Le recenti elezioni amministrative hanno restituito al Partito Democratico siciliano un quadro fatto di luci e ombre. Se da un lato il centrosinistra ha mostrato una maggiore capacità competitiva grazie alle alleanze con il Movimento 5 Stelle e le liste civiche, dall’altro il risultato ha evidenziato come il Pd debba ancora affrontare alcune questioni interne che continuano a condizionare il percorso politico del partito.
Il segretario regionale Anthony Barbagallo ha rivendicato la crescita del cosiddetto “campo largo” e la possibilità di contendere al centrodestra la guida di diversi territori. Una lettura che trova conferma nella maggiore compattezza mostrata dal centrosinistra in alcune realtà locali e nella capacità di presentarsi come alternativa credibile rispetto agli avversari.
All’interno del partito, tuttavia, non mancano le voci critiche. Alcune componenti ritengono che i risultati ottenuti non siano sufficienti a certificare un reale cambio di passo e chiedono una riflessione più ampia sulla strategia politica regionale e sulla guida del partito in vista delle prossime scadenze elettorali.
Il dibattito si inserisce in una fase particolarmente delicata per il centrosinistra siciliano. Se l’obiettivo è costruire un’alternativa di governo per la Regione, il Pd sarà chiamato non solo a consolidare le alleanze con le altre forze dell’area progressista, ma anche a superare le divisioni interne che periodicamente riaffiorano nel confronto politico.
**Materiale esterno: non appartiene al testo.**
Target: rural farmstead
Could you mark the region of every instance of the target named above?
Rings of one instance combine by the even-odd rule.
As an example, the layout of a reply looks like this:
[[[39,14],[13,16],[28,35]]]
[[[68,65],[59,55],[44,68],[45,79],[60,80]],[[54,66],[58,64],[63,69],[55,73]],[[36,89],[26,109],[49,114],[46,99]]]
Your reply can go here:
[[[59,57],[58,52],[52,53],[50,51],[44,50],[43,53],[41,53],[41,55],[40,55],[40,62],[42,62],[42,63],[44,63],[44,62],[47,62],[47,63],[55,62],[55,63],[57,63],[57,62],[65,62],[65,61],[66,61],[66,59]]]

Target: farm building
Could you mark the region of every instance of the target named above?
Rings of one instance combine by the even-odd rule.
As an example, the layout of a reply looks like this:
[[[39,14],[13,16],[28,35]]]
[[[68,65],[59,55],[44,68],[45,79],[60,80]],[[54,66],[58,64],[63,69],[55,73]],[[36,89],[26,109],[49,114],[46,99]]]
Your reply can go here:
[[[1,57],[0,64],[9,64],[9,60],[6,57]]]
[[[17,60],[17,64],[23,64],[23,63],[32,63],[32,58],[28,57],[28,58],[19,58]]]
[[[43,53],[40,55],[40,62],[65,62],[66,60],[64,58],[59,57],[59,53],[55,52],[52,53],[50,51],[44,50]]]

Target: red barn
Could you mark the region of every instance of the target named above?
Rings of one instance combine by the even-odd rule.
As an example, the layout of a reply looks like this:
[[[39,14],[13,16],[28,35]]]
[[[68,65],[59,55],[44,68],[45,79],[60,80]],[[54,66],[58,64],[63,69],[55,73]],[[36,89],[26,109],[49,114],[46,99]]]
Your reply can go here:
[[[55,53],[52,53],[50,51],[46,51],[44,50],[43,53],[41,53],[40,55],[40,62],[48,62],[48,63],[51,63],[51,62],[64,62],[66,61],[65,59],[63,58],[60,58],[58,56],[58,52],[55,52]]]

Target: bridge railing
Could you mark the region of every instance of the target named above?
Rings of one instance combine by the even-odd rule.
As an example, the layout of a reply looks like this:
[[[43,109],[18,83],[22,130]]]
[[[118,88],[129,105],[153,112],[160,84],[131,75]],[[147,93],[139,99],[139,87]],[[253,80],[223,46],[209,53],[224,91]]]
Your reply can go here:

Tra i temi destinati ad alimentare il dibattito dei prossimi mesi c’è anche quello delle future candidature e delle possibili convergenze in vista delle Regionali. In questo contesto si inseriscono anche le valutazioni sulla figura di Ismaele La Vardera e sulle prospettive di un suo eventuale coinvolgimento nel progetto politico del centrosinistra.
Le amministrative hanno dunque fornito indicazioni incoraggianti, ma il percorso verso la costruzione di una proposta di governo alternativa al centrodestra appare ancora in una fase iniziale. Per il Pd siciliano la sfida sarà trasformare i segnali emersi dalle urne in un progetto politico unitario e credibile capace di parlare all’intera Sicilia.